The principle of induction is a technique used to prove the relationship between a smaller subset
The following three statements are equivalent.
standard induction
Suppose \(S \subset \mathbb{N}\), which is non-empty. If \(S\) is a non-empty subset such that \(0 \in S\), and for all \(n \in \mathbb{N}\), \(n \in S \implies n+1 \in S\). Then, \(S = \mathbb{N}\).
strong induction
Suppose \(S \subset \mathbb{N}\), which is non-empty. If \(S\) is a non-empty subset such that \(0 \in S\), and for all \(n \in \mathbb{N}\), \(\{0, \dots, n\} \in S \implies n+1 \in S\). Then, \(S = \mathbb{N}\).
well-ordering principle
If \(S \subset \mathbb{N}\) is non empty, then it has a smallest element
PROOF:
assume well-ordering principle, prove standard induction
Given \(S \in \mathbb{N}\), such that \(0 \in S\), whenever \(n \in S\), then \(n+1\) is also in \(S\). We desire that that \(S\) is the natural numbers.

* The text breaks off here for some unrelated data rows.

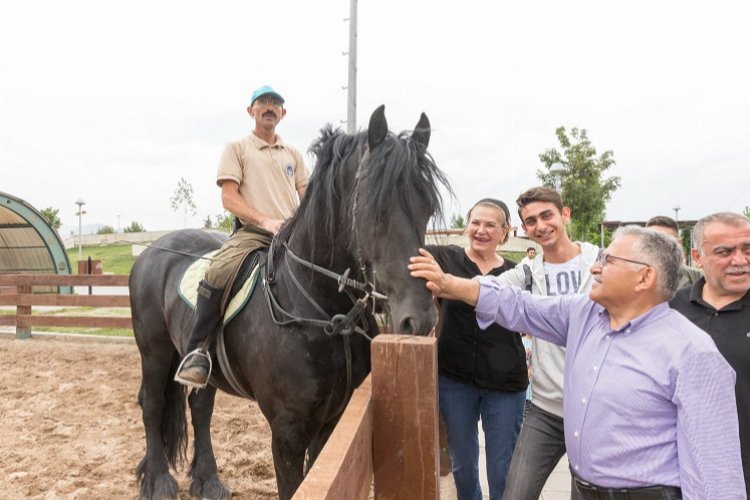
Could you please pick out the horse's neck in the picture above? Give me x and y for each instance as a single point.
(329, 255)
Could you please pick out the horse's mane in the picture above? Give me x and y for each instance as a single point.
(411, 180)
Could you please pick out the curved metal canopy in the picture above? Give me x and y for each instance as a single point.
(28, 244)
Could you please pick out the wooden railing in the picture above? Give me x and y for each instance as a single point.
(18, 291)
(388, 435)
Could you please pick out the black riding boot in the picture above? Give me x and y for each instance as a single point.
(195, 368)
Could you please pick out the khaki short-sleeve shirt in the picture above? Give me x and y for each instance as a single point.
(268, 174)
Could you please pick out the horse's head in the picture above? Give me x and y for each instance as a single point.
(396, 192)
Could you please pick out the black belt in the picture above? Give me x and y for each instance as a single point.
(593, 492)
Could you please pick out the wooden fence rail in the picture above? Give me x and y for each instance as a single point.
(387, 440)
(388, 435)
(24, 298)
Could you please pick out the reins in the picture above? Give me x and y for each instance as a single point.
(338, 324)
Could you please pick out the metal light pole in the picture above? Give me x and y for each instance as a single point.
(351, 100)
(80, 213)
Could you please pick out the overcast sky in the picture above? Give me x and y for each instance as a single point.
(114, 102)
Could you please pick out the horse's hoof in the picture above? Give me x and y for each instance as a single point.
(164, 486)
(211, 488)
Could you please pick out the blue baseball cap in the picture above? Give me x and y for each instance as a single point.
(265, 90)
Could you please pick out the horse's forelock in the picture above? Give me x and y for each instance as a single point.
(400, 173)
(397, 173)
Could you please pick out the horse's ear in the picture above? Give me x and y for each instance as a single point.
(421, 134)
(378, 128)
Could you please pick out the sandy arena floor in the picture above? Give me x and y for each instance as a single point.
(71, 428)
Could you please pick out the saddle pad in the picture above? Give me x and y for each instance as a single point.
(188, 286)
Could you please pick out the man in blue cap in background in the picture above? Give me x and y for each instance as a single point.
(262, 181)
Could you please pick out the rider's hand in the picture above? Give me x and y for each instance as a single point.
(271, 225)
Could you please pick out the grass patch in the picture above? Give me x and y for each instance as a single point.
(83, 311)
(116, 259)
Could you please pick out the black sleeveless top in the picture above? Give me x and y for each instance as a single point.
(493, 358)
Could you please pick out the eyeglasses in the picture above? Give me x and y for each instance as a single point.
(270, 101)
(606, 258)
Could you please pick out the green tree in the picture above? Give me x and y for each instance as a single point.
(51, 215)
(224, 222)
(457, 221)
(134, 227)
(183, 198)
(577, 172)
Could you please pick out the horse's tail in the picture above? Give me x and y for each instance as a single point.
(173, 422)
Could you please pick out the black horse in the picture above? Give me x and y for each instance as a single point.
(301, 344)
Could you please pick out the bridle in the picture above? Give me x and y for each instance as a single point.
(347, 324)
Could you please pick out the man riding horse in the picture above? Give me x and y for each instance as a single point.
(262, 181)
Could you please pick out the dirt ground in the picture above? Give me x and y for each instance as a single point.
(71, 428)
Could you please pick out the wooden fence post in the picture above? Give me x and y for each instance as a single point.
(23, 314)
(405, 417)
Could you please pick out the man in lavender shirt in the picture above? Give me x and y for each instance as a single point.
(649, 404)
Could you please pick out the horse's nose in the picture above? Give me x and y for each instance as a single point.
(408, 326)
(414, 325)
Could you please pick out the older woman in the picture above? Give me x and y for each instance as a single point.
(482, 373)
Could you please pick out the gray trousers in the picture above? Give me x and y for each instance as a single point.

Assume for the sake of contradiction \(S \neq \mathbb{N}\). Define \(T = \mathbb{N} \setminus S\).
Assume \(T\) is non-empty. The WOP tells us that \(T\) has a smallest element \(t \in T\). We know that \(t \neq 0\), because \(0 \in S\). Therefore, \(t-1 \in \mathbb{N}\). But, \(t-1 < t\), which means that \(t-1 \in S\). But by the statement of the givens, \((t-1) \in S \implies (t-1)+1 = t \in S\). Reaching contradiction. \(\blacksquare\)
assuming strong induction, proof well-ordering principle
Assume \(S\) has no smallest element. Create some \(T = \mathbb{N} \setminus S\). Now, \(0 \in T\) because otherwise \(0 \in S\) would be the smallest element. Now, consider \(0, 1, … n \in T\), we notice that \(n+1\) must be in \(T\) as well. By strong induction, we have that \(T = \mathbb{N}\) and \(S\) is empty.